Ainsi le vol VA244 marquait la fin de l’utilisation de ce moteur Aestus, de cet étage EPS et de l’Ariane 5 ESC. Logiquement, ce vol est donc le dernier à ne pas utiliser les bras cryogéniques du pas de tir. Effectivement ces bras ne servent qu’à remplir le second étage ESC en oxygène liquide et hydrogène liquide. VA244 était également le dernier lancement d’une Ariane 5 avec une coiffe de taille courte. Ce lanceur possédait deux longueurs de coiffe protectrice différentes : 12,728m pour la version courte et 17m pour la version longue. La première est normalement utilisée pour les lancements d’un seul satellite ou alors vers des orbites basses ou moyenne tandis que la seconde sert, en association avec le SYLDA (coiffe structurelle dans la coiffe protectrice), dans le cas de la mise en orbite géostationnaire de deux satellites.

 

Vue rapprochée de la coiffe courte et des bras cryogéniques repliés car inutiles sur ce vol (rectangle jaune avec des tuyaux rouges à gauche de la coiffe).

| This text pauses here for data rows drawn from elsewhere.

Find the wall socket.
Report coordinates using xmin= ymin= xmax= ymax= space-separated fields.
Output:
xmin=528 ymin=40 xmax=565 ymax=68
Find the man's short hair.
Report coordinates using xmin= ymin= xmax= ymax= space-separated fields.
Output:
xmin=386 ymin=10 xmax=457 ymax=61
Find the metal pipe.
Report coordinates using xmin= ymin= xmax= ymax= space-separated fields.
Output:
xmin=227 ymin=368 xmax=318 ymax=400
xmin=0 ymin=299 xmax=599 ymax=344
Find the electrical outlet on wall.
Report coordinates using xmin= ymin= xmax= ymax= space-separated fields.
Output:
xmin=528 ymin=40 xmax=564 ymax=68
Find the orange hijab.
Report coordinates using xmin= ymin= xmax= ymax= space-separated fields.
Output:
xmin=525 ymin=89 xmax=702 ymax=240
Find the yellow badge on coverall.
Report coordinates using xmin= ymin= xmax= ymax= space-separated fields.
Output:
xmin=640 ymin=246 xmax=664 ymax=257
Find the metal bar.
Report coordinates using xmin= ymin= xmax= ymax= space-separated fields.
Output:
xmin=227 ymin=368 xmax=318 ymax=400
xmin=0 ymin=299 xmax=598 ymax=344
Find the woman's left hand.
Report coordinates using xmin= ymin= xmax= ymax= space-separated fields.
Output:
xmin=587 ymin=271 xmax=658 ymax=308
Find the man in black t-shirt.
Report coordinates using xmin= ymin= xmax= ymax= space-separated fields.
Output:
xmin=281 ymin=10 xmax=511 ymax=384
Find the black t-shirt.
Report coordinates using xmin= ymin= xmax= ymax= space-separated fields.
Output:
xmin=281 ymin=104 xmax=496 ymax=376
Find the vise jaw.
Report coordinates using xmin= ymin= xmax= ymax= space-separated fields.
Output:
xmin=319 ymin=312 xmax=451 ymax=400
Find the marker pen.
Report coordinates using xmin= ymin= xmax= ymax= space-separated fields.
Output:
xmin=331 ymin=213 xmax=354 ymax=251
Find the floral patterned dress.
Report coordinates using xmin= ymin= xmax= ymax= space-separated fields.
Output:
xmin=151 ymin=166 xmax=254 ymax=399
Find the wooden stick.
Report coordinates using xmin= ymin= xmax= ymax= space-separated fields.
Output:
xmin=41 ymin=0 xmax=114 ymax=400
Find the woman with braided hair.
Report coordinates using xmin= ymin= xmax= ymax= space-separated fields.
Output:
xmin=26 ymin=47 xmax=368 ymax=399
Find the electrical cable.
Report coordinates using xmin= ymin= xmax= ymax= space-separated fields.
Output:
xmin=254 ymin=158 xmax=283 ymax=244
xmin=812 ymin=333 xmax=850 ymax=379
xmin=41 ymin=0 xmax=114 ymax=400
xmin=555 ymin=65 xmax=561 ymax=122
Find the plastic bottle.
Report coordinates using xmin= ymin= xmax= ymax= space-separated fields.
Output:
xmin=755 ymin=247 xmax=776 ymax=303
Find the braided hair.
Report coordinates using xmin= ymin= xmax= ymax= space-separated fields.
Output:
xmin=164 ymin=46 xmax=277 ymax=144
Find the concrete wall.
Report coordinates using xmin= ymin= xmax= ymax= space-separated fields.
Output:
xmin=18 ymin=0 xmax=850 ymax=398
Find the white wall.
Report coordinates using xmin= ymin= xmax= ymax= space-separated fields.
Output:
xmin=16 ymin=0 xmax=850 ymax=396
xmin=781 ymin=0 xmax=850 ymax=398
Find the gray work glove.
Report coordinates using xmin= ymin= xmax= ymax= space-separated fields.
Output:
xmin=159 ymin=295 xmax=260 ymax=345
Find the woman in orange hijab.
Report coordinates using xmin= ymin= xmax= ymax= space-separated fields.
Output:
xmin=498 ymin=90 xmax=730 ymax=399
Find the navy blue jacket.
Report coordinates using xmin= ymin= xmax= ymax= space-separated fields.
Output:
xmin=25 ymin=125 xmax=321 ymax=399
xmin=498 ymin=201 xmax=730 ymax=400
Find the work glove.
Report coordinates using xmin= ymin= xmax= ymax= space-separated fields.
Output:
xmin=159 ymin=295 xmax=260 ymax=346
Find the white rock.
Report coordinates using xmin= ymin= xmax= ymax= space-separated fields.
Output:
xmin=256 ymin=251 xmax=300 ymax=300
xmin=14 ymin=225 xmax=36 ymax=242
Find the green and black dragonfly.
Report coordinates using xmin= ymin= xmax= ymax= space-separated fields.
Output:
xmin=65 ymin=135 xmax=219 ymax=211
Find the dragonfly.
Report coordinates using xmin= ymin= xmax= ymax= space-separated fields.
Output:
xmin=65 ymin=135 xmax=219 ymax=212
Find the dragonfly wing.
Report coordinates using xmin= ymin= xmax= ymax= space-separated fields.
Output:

Crédits : Arianespace

 

VA244 était également le dernier lancement de satellites Galileo à bord d’une Ariane 5. En effet les quatre derniers satellites décolleront à bord d’une Ariane 62, la nouvelle fusée d’Arianespace qui réalisera son premier vol en 2020. Etant donné que l’Ariane 62 ne pourra mettre sur orbite que deux satellites Galileo à la fois, VA244 devient également le dernier lancement de quatre Galileo. Ce vol devenait aussi le 99ème lancement d’une Ariane 5. Le 100ème devrait prendre place le 5 septembre pour la mission VA243 (ce vol aurait dû avoir lieu avant VA244 mais un retard d’un des constructeurs de satellite à causer son décalage après) et la mise en orbite des satellites Horizons-3e et Intelsat 38.

 

Les quatre satellites Galileo du vol VA244 en train d’être placés sur leur dispenseur qui les larguera en orbite. Crédits : Arianespace

 

Galileo est une constellation GNSS (Global Navigation Satellite System) très similaire au GNSS américain que tout le monde connaît : le GPS. Cette similarité est tellement importante que les structures des satellites sont quasi identiques. La principale différence entre les deux est le fait que le GPS soit d’abord un système militaire alors que Galileo est public. En plus d’éviter les black-outs qui peuvent avoir lieu en temps de guerre, cela rend également les satellites beaucoup plus légers. Effectivement, les satellites GPS ont été blindés et pèsent donc environ trois tonnes à l’unité là où les Galileo n’atteignent que 738kg sur la balance.

 

Vue d’artiste de deux satellites Galileo avec leurs panneaux solaires déployés. En réalité, deux satellites ne sont pas aussi proches l’un de l’autre que ça. Crédits : Arianespace

 

C’est la Commission Européenne qui a contacté l’ESA pour développer le segment spatial de Galileo. Ce dernier se composera à terme de 30 satellites donc 24 seront opérationnels et 6 serviront de remplacements en cas de problème. Ils seront répartis sur trois plans orbitaux d’une altitude de 23 222km et tous inclinés à 56° par rapport à l’équateur. Les satellites mesurent 2,7m de haut, 1,2m de large et 1,1m de profondeur et jusqu’à 14,67m de largeur une fois les panneaux solaires déployés en orbite. Ces derniers fourniront une puissance électrique de 1900W au satellite lui permettant ainsi de faire fonctionner tous ses systèmes et ses antennes. La constellation Galileo émet donc sur trois bandes / fréquences différentes : E5, E6 et E1. Avec ce réseau de satellites, il est possible d’atteindre une précision de moins de 5m gratuitement et jusqu’à 10cm grâce aux services payants en comparaison aux 10m du GPS.

 

Simulation pendant le vol VA244 où l’on voit les quatre satellites Galileo et l’étage EPS qui vient d’être allumé pour la première fois. Crédits : Arianespace

 

En ce moment il y a 26 satellites Galileo au-dessus de nos têtes. 24 sont opérationnels et 2 servent à des tests car ils avaient été placés sur une mauvaise orbite à cause d’un problème au lancement. VA244 a ajouté les satellites 23, 24, 25 et 26 respectivement nommés Tara, Samuel, Anna et Ellen. Ces noms sont ceux d’enfants nés en 2000, 2001 ou 2002 et qui ont gagnés un concours de dessin organisé par l’ESA en 2011 pour motiver des jeunes à s’intéresser au spatial. Chacun de ces satellites Galileo devraient fonctionner pendant au moins 12 ans, ce qui laisse une certaine période pour que les noms de ces enfants restent en orbite dans l’espace.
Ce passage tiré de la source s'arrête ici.